As eager as anyone, I visited in November, when Selden Standard was just a week old, and had some complaints about food and service, most particularly an agonizing 35-minute wait between "courses." But a week later, the staff was in its stride, and every dish had me over the moon.
The small plates rubric has its advantages for the chef: You don't have to think about which side dishes to plate with the entrées; the customers mix and match for themselves. You don't have to fret about getting a whole table's choices done at the same time; the announced policy is that dishes will emerge as they're ready, even if that puts a meaty selection first and a dish of veggies last.
This is not a complaint — a little randomness never hurt anyone, especially if all the elements are five-star.
Besides, Hollyday is not all about what's easy on management. The place actually takes reservations. This practice, which can drive managers crazy with the no-shows but is a boon to those not wanting to stand at the bar for two hours, is vanishingly rare among new restaurants. Co-owner Evan Hansen (a former food writer here at MT) says reservations are "part of being hospitable. People want to be able to plan their day."
Plus the servers are bringing out bread on request! Yes, house-made bread with gluten in it! Which you can spread with butter to take the edge off while you await your first dish — remember that tradition?
These two breaks with recent restaurant practice are highly welcome. Otherwise, Hollyday is very much on the bandwagon of know-your-local-purveyor, including the urban agriculturists at Keep Growing Detroit. He also offers a long community table that seats 14, with patrons chosen randomly to rub elbows with strangers. The chairs are as close together as at a family Thanksgiving, but no one seems to mind; you can get tips from fellow diners on what to order, and you're not expected to share with anyone you didn't ride in with.
But it's the food that makes the place. I recommend the beef tartare, octopus, duck sausage, Brussels sprouts, roasted beets, and pumpkin tart. I also tried roasted carrots and roasted cauliflower and felt the flavors just didn't pop — but that was on my earlier visit, when the kitchen was new. An order of quail was tasty but mighty tiny, just two little birds. I almost sent back a glass of Canet-Valette (the cheapest red on the menu at $9), thinking perhaps the bottle had turned; it improved dramatically once the food finally arrived, but shouldn't a wine also taste good by itself?

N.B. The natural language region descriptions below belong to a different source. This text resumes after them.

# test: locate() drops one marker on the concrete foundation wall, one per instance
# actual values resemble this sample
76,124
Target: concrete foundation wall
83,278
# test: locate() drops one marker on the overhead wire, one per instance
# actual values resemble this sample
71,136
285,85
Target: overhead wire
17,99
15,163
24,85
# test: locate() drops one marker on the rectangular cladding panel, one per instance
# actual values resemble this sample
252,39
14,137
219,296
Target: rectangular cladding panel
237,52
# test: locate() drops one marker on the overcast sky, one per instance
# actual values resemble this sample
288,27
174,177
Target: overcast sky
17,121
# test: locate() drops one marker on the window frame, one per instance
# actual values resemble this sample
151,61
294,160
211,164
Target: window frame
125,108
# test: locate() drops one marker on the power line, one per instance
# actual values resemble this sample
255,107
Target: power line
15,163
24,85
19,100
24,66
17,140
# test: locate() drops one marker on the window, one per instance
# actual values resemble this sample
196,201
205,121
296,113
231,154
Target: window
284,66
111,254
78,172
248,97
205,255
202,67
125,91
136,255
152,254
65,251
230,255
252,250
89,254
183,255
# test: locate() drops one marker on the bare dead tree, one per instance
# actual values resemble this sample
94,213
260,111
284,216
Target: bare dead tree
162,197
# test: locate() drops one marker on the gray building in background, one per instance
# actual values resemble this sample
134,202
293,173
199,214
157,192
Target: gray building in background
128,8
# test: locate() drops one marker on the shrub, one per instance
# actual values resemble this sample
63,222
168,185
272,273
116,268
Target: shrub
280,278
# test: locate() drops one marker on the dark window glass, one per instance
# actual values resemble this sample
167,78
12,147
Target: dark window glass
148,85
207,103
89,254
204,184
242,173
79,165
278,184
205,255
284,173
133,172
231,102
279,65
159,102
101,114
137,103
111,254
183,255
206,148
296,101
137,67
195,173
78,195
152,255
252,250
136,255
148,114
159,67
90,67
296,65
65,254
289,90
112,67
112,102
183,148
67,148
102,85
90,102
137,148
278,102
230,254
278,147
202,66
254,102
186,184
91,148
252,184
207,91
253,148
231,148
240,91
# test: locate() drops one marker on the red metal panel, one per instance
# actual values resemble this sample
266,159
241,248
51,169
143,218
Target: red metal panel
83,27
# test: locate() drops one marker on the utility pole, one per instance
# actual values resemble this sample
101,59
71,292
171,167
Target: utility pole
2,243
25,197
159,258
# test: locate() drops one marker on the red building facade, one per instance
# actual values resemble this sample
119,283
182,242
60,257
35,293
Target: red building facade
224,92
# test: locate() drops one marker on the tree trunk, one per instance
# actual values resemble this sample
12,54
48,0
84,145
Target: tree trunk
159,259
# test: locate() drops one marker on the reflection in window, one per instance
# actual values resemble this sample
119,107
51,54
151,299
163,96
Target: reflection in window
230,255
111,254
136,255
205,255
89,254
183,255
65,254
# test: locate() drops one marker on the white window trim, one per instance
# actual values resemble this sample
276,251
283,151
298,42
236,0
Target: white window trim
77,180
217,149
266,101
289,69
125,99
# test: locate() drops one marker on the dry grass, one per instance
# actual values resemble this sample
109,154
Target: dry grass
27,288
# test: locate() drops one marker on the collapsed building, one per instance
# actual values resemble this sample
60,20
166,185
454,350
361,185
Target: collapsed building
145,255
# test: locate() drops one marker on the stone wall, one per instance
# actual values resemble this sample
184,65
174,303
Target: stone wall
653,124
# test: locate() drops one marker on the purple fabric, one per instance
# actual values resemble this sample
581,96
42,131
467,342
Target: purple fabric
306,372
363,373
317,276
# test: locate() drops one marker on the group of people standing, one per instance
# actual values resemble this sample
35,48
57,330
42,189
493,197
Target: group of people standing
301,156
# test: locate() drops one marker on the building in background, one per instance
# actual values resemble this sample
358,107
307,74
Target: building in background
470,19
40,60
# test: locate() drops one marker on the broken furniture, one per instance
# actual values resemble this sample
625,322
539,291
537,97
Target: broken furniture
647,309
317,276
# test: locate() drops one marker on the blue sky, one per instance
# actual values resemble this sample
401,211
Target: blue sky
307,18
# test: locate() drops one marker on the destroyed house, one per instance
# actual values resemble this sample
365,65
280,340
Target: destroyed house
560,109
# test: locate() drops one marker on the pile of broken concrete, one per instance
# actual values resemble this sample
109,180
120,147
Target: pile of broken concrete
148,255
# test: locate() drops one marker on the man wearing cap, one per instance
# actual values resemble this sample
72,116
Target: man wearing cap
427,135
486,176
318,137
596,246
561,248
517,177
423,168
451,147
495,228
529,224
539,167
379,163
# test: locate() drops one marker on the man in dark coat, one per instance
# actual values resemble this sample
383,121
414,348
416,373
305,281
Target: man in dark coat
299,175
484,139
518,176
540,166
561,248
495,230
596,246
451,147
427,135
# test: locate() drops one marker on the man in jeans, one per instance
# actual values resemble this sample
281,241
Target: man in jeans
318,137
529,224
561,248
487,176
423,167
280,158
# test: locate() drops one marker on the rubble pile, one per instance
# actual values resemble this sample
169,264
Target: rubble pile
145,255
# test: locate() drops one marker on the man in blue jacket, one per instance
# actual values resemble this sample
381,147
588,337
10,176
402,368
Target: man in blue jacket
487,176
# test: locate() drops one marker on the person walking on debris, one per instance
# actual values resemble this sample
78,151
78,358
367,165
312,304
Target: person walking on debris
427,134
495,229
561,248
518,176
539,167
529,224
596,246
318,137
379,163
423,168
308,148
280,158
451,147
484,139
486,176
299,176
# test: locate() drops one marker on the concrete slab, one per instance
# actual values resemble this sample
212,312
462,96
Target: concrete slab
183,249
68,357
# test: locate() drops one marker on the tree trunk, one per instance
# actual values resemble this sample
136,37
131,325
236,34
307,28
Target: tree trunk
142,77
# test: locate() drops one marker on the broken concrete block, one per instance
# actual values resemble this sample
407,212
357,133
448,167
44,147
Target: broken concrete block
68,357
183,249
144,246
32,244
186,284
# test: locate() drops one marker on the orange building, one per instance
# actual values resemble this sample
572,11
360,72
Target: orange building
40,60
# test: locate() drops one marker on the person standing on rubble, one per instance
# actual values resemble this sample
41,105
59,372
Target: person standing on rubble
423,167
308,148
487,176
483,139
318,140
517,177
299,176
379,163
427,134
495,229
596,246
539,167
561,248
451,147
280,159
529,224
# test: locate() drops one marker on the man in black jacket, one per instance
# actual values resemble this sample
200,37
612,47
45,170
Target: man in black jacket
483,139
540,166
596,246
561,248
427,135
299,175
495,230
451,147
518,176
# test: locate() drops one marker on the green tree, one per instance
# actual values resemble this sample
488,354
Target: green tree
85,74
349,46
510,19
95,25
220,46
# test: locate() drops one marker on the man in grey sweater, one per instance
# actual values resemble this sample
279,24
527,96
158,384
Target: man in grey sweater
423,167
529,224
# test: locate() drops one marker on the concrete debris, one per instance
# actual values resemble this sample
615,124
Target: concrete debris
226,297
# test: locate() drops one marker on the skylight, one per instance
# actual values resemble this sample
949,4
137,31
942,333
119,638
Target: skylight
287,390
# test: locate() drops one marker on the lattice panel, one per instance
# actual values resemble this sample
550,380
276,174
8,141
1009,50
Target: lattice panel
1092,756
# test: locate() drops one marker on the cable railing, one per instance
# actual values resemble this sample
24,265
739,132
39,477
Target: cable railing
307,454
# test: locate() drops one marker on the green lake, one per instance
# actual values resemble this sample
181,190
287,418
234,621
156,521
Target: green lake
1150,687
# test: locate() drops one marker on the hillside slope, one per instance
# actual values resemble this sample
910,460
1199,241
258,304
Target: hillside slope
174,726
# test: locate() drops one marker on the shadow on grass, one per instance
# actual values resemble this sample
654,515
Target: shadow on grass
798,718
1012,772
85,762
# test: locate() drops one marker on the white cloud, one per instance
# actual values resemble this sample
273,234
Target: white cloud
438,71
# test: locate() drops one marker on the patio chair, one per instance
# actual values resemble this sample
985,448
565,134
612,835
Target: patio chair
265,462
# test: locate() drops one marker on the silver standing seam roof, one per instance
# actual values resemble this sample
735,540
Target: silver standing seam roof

The tartare was a tad salty, in a good way, like blood is salty. It's served with a bright yellow yolk of quail's egg and a biting pile of herbs for a salad; the sauce is one you'll want to use that bread for.
The octopi are beautifully charred and served with crunchy fennel, orange slices, red onion, and olives. It's a perfect combination. The duck sausage is warmly, not hotly, spicy and served with slices of tangy-sweet persimmon. (Persimmon is actually on the menu twice, a record for that fruit?) Brussels sprouts perform their usual magic but are greatly aided by not one but three umami-nous helpers: bacon, Stilton, and walnuts. Take that anyone who thought vegetables were a) boring or b) healthy.
A big dish of roasted beets is also served with a trio of supporters: candied walnuts, ricotta, and pomegranate seeds — sweet, creamy, and tart. Fantastic.
The pumpkin tart has a deeper flavor than any pie you've likely experienced lately, and of course it comes atop (not under) real whipped cream.
Next on my list to try: squid ink chitarra (pasta), celery root agnolotti (like ravioli), grilled scallions, sweet potato ravioli, flatbread with roasted squash and mushrooms, maybe a caramel apple sundae.
The Selden website says of its drinks menu that many of the offerings are "fairly uncommon," and indeed few of the beers are old friends. Our waiter said the staff had received some early complaints "that our drinks were too spirits-forward" — meaning, I suppose, that you could taste the liquors. The current online list, though, seems to offer plenty of mixings for the faint of heart. A "Jessi Sunset," for example, was reminiscent of a tequila sunrise.
I looked up my failed wine later and found that it came from a new and minuscule French vintner, so definitely a "small producer with a hands-on approach," as advertised. Next time I might quiz the servers on which wines come from the most established winemakers.
A big chunk of the Selden Standard staff followed Hollyday over from his former position at the celebrated Roast. That sort of loyalty to a boss says something, and judging by the results, everything it says is good.